Drop PDFs, markdown, and docs into a local knowledge base. Files are chunked and indexed on your machine; agents kb_search them to answer with citations. The source files stay local — only your model call leaves the device.

# Memory

Orkas keeps personal memory across sessions in two local files: preferences (who you are, how you like things) and facts (decisions, project context). Both are editable, importable, and injected at session start so the team compounds knowledge about how you work.

# Tech stack

Orkas is an Electron desktop app.
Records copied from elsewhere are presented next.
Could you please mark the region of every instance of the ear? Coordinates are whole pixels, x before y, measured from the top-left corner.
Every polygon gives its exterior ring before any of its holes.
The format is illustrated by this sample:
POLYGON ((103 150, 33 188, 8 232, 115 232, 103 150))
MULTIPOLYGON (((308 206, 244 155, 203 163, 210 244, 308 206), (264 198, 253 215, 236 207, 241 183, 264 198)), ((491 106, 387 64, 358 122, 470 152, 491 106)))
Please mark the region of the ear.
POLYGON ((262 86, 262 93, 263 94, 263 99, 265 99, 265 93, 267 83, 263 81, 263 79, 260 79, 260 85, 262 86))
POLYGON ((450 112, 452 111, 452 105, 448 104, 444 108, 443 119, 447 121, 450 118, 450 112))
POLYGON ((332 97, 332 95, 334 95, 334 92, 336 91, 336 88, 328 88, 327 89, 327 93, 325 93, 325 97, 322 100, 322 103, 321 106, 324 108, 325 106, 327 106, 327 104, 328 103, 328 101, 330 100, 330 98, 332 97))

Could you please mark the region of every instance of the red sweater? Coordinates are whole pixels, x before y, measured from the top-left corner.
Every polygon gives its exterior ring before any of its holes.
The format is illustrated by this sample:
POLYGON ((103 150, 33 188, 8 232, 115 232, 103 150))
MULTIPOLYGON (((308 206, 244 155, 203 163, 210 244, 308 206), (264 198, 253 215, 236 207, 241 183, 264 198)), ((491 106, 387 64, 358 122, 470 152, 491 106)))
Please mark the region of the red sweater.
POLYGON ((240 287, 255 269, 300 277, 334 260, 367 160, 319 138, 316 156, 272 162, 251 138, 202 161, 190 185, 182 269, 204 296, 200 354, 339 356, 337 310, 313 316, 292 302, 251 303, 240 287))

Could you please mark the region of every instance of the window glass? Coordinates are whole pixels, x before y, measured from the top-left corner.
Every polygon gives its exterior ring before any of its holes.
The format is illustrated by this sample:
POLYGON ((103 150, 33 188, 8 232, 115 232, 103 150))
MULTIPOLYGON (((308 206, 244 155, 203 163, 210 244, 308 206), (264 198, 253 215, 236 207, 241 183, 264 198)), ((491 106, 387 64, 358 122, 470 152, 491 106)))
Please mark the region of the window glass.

The lead and sub-agent runtime runs inside the app, and your LLM calls go straight from your machine to your provider — no Orkas server runs your agents.

LayerBuilt with
Desktop shellElectron — macOS / Windows from one codebase.
BackendTypeScript agent runtime in the app; can also drive local CLI coding agents (Codex, Claude Code, …) as subprocesses.
RendererVanilla HTML / CSS / JS via a sandboxed bridge — no framework lock-in.
StorageLocal JSON / JSONL files; in-memory hybrid (vector + keyword) search for the knowledge base.
ModelsBYO LLM keys via OAuth or API key; called directly, never proxied.
Open source: the full client is on GitHub — read the code, file issues, or contribute skills and agents.

# Data & privacy

Orkas is local-first: by default your agent configs, chats, knowledge bases, files, and memory live on your machine, and your encrypted keys and model traffic never go through Orkas. Lite's optional multi-device sync stores synced data on Orkas servers; the free edition sends limited usage analytics. Full details on the Security & Trust page.